Mãe de santo, que teve terreiro atacado oito vezes, pode ser vítima do tráfico

Minc vai pedir ao governo do estado a criação de uma delegacia de Combate à Intolerância Religiosa

Dona de um terreiro religioso em Jardim Vale do Sol, em Duque de Caxias, que sofreu oito ataques violentos em oito anos, a mãe de santo Conceição de Lissá, se reuniu nesta quinta-feira com o procurador-geral de Justiça do Rio, Marfan Vieira e com o presidente da Comissão contra o Racismo, a Homofobia e a Intolerância Religiosa da Alerj, deputado estadual Carlos Minc, que vai pedir ao governo do estado a criação de uma delegacia de Combate à Intolerância Religiosa.

“Todos os casos foram registrados na delegacia de Imbariê, a 62ª DP, e não foram investigados. Vamos pedir que o Núcleo de Combate à Intolerância Religiosa da Polícia Civil investigue os oito ataques, que estão cada vez mais violentos”, contou Minc.
Ainda segundo ele, a mãe de santo pode estar sendo vítima de traficantes convertidos à igreja evangélica. “Essa é a principal hipótese.
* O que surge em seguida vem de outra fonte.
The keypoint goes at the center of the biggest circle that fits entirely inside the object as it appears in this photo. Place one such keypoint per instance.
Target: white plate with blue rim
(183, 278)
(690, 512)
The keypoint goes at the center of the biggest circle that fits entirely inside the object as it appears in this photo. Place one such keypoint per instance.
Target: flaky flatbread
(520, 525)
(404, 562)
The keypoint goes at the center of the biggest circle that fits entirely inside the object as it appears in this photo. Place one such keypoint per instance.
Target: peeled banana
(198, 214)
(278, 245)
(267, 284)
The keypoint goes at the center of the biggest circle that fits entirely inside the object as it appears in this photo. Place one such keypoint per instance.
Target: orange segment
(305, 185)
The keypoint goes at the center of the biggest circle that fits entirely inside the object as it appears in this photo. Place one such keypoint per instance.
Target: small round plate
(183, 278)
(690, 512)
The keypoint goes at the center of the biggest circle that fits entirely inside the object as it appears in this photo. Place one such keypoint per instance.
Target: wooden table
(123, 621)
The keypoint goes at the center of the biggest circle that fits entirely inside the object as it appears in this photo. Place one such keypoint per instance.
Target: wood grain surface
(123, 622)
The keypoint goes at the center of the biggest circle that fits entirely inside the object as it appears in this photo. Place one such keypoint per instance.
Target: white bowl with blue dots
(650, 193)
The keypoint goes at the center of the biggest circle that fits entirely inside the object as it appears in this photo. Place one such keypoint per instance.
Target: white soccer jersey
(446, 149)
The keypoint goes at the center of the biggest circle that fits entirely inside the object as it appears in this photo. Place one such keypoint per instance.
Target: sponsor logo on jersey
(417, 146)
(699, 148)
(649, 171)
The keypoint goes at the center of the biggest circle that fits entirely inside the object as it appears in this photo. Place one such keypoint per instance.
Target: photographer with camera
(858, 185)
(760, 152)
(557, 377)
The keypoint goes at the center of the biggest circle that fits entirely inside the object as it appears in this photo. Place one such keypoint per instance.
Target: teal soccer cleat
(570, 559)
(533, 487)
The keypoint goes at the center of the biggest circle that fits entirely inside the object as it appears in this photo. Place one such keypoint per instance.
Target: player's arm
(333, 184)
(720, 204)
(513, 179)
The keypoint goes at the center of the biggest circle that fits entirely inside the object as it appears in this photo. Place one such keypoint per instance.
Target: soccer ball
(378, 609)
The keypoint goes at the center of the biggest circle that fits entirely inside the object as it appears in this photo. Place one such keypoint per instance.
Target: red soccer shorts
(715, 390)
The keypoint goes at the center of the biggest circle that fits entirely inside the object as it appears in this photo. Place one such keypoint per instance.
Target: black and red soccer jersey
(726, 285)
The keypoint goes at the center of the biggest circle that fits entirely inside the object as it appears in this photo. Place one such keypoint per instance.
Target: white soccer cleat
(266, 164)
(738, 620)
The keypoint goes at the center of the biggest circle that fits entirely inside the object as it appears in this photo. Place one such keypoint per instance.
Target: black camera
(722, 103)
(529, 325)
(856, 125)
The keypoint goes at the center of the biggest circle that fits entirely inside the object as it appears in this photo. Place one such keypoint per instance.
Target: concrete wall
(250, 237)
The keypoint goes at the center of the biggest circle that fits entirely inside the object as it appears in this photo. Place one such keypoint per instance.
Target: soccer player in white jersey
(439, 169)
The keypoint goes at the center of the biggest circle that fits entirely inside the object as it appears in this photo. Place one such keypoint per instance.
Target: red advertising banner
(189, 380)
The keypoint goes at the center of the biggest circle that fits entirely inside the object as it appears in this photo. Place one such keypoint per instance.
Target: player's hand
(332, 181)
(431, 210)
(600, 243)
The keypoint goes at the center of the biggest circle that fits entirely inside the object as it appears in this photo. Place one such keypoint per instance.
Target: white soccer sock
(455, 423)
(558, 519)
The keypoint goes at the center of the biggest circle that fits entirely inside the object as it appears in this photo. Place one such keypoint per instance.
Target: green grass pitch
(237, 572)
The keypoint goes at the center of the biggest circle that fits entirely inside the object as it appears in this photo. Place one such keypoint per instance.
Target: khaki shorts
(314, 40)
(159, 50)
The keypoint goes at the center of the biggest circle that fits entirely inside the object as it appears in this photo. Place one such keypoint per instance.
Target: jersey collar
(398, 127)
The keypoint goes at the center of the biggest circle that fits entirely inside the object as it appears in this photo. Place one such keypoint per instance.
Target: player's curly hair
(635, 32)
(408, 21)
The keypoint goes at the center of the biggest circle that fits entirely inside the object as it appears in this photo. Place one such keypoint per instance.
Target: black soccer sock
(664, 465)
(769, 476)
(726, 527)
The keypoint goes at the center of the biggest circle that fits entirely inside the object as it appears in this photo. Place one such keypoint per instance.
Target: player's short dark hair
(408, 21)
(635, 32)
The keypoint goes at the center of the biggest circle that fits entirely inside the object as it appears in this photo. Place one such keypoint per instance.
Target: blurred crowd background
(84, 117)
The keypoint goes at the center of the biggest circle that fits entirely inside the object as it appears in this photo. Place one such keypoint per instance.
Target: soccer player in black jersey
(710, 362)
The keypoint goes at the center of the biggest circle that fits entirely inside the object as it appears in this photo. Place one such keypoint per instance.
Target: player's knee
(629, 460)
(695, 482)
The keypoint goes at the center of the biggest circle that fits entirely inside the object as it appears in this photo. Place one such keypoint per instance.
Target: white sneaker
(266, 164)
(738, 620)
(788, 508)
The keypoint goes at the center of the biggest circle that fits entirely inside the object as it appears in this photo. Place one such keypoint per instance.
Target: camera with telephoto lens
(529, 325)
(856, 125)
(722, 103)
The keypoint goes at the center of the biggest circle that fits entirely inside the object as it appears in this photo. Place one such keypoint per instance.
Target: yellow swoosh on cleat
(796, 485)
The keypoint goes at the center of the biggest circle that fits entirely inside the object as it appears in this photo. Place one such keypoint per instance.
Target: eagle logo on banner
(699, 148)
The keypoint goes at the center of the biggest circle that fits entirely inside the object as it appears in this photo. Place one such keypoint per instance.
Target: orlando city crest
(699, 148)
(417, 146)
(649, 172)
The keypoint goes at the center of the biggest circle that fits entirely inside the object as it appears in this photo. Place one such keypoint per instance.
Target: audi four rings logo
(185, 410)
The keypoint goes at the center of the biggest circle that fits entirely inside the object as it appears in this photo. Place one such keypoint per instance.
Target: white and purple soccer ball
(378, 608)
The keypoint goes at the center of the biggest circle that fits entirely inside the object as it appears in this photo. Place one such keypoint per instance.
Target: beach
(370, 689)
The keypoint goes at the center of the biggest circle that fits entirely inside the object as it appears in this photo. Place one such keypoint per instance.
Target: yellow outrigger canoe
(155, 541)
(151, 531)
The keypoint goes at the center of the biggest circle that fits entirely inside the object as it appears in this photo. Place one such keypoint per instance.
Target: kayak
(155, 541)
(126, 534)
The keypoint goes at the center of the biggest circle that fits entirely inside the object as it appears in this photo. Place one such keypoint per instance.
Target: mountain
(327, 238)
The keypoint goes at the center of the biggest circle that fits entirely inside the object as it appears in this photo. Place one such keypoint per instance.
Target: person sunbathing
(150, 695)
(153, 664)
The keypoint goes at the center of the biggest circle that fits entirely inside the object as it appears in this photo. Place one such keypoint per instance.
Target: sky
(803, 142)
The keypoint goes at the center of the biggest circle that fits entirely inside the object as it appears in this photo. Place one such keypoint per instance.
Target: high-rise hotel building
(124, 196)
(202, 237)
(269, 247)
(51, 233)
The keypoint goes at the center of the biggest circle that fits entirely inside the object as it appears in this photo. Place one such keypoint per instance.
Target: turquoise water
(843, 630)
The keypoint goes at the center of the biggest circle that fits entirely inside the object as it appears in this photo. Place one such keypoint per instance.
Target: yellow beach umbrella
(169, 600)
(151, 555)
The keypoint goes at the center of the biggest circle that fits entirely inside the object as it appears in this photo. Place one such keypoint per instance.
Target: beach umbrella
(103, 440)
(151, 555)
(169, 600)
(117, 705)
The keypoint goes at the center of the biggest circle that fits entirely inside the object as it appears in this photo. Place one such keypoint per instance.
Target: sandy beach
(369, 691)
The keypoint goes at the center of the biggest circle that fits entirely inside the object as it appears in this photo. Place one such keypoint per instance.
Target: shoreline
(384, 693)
Não é uma briga de vizinhos, apenas. No Complexo do Alemão e na Ilha do Governador, grupos convertidos acabaram com terreiros de umbanda e candomblé. Só na rua do terreiro de mãe Conceição, há duas igrejas que demonizam a religião afro”, lembrou o deputado.
A mãe de santo contou para equipe de promotores do MP, que está sendo vítima de perseguição religiosa. No entanto, segundo ela, os policiais da 62ª DP têm tratado os atentados como se fossem meras brigas de vizinhos.
Dentre outros crimes, o barracão já foi invadido e teve as imagens sagradas de candomblé quebradas, sofreu incêndios e recebeu tiros. Sempre de madrugada. Dois carros de mãe Conceição já foram também queimados, provocando um prejuízo pessoal de pelo menos R$ 20 mil. A placa de um carro que rondava o barracão, antes de um dos atentados, chegou a ser anotada por um vizinho, mas a polícia ainda não chegou a um suspeito.
Num dos atentados, foi pichado numa parede a sigla CV, de Comando Vermelho. Mãe Conceição suspeita que ex-traficantes convertidos por igrejas evangélicas sejam autores da pichação e de pelo menos alguns dos atentados. “Uma vez tacaram uma bilha de aço que, se tivesse acertado a cabeça de alguém, teria matado”, disse ela.
Mãe Conceição mantém o terreiro há 13 anos e mora em outra casa na mesma rua. “Já deram tiros para dentro do centro, incendiaram o pavimento inferior e queimaram três veículos na minha porta. No último incêndio, no dia 26 de junho, o andar de cima foi destruído. Perdi todas as minhas roupas de santo e de alguns filhos, louças, móveis e eletrodomésticos. Eu estava expandindo o segundo piso e já tinha gasto mais de R$ 6 mil de material e mão de obra”, lamentou-se.